You might want to examine regression diagnostics for the selected model to investigate whether collinearity among the selected parameters or the presence of outlying or high leverage observations might be impacting the fit produced. The following statements include some options and statements to obtain these diagnostics:

proc hpreg data=sashelp.baseball;
  id name;
  class league division;
  model logSalary = nAtBat nHits nHome nRuns nRBI nBB
                    yrMajor crAtBat crHits crHome crRuns crRbi
                    crBB league division nOuts nAssts nError / vif clb;
  selection method=stepwise;
  output out=baseballOut p=predictedLogSalary r h cookd rstudent;
run;

The VIF and CLB options in the MODEL statement request variance inflation factors and 95% confidence limits for the parameter estimates. Figure 15.7 shows the "Parameter Estimates" with these requested statistics.

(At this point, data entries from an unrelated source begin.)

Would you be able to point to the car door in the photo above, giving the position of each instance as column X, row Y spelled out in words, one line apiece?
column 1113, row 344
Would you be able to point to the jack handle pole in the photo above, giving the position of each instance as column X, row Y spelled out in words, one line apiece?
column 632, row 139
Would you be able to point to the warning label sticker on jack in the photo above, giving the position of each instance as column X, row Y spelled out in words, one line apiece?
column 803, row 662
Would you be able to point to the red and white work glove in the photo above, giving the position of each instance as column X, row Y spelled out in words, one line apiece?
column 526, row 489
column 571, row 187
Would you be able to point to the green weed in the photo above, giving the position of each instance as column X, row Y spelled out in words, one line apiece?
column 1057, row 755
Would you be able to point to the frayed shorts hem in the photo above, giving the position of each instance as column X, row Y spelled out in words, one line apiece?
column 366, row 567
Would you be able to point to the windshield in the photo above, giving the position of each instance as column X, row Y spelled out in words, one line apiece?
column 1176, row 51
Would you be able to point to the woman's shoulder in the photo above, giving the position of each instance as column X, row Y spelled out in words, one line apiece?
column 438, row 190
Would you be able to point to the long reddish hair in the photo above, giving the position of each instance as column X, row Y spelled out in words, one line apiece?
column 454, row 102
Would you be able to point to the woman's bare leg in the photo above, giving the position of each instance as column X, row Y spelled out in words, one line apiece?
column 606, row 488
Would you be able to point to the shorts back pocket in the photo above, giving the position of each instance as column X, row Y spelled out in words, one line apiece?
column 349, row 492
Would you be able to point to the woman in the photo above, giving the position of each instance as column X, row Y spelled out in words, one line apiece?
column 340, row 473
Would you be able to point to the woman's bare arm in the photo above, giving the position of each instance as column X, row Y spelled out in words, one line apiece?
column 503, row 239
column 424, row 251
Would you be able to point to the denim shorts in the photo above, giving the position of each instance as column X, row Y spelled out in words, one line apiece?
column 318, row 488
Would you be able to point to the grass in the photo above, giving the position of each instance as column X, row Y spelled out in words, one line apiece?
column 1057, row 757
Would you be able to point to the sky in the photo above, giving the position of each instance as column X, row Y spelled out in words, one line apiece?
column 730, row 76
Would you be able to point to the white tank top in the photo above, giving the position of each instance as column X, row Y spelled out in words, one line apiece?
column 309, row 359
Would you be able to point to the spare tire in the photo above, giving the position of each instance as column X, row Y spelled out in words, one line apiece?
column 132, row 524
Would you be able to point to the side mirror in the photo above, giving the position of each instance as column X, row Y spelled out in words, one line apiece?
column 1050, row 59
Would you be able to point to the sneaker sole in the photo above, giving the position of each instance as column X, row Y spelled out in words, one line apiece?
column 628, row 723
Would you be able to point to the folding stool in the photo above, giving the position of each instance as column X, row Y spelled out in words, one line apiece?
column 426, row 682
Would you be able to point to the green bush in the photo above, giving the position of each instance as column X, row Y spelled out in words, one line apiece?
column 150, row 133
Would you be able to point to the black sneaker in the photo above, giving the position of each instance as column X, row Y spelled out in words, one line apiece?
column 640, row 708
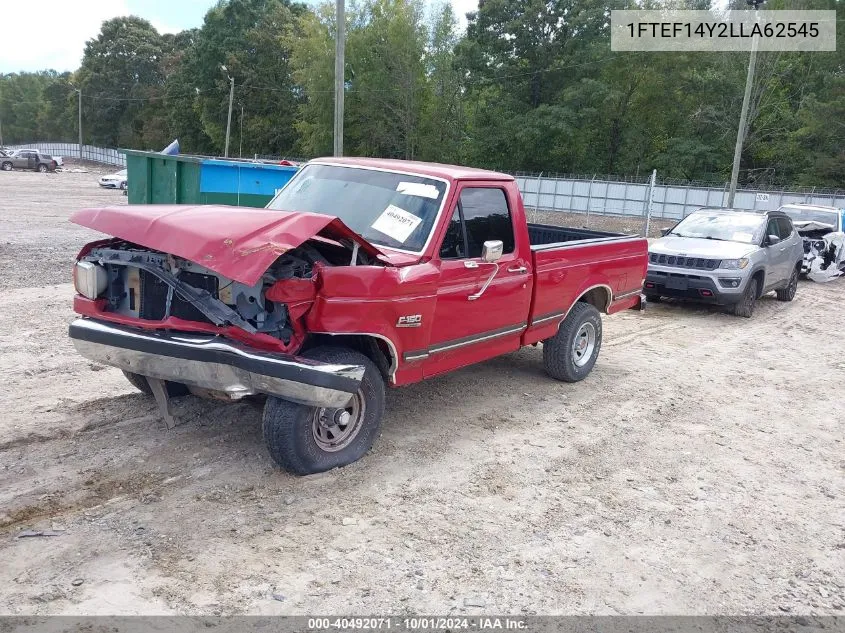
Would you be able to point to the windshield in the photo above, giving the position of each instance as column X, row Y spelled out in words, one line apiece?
column 812, row 215
column 731, row 226
column 385, row 208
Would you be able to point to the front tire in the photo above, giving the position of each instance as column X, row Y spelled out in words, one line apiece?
column 305, row 440
column 745, row 306
column 788, row 293
column 570, row 354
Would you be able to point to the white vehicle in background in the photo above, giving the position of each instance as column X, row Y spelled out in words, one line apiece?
column 823, row 231
column 114, row 181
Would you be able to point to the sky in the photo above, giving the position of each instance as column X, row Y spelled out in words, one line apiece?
column 52, row 33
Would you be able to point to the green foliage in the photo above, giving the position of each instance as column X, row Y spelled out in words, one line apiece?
column 530, row 85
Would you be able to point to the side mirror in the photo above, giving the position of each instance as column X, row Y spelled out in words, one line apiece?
column 492, row 251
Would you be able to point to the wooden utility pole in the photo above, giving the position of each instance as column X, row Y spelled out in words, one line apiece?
column 339, row 75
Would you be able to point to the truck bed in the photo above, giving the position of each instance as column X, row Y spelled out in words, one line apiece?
column 542, row 236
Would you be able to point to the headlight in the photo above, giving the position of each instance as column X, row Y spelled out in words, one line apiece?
column 89, row 279
column 734, row 264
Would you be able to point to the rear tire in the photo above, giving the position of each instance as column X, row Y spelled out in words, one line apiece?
column 788, row 293
column 745, row 306
column 174, row 389
column 570, row 354
column 304, row 440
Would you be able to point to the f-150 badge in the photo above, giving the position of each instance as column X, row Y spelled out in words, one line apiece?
column 410, row 320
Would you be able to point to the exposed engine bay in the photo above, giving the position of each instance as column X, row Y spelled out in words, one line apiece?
column 824, row 251
column 147, row 284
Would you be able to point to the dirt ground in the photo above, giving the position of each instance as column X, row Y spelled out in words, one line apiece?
column 700, row 469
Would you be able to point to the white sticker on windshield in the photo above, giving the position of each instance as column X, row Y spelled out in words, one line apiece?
column 419, row 189
column 396, row 223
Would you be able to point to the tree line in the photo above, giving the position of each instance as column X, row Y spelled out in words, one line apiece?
column 529, row 85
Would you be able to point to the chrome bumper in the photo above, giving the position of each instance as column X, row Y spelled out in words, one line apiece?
column 211, row 362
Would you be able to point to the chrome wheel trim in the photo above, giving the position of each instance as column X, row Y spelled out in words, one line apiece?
column 335, row 429
column 584, row 344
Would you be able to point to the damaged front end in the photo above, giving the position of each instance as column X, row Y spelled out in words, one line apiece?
column 211, row 326
column 824, row 251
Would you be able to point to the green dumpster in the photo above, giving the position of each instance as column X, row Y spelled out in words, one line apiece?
column 154, row 178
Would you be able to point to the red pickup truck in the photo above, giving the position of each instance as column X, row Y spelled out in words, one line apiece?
column 360, row 274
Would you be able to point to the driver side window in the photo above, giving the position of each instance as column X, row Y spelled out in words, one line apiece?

The variance inflation factors (VIF) measure the inflation in the variances of the parameter estimates due to collinearities that exist among the regressor (independent) variables. Although there are no formal criteria for deciding whether a VIF is large enough to affect the predicted values, the VIF values for the selected effects in this example are small enough to indicate that there are no collinearity issues among the selected regressors.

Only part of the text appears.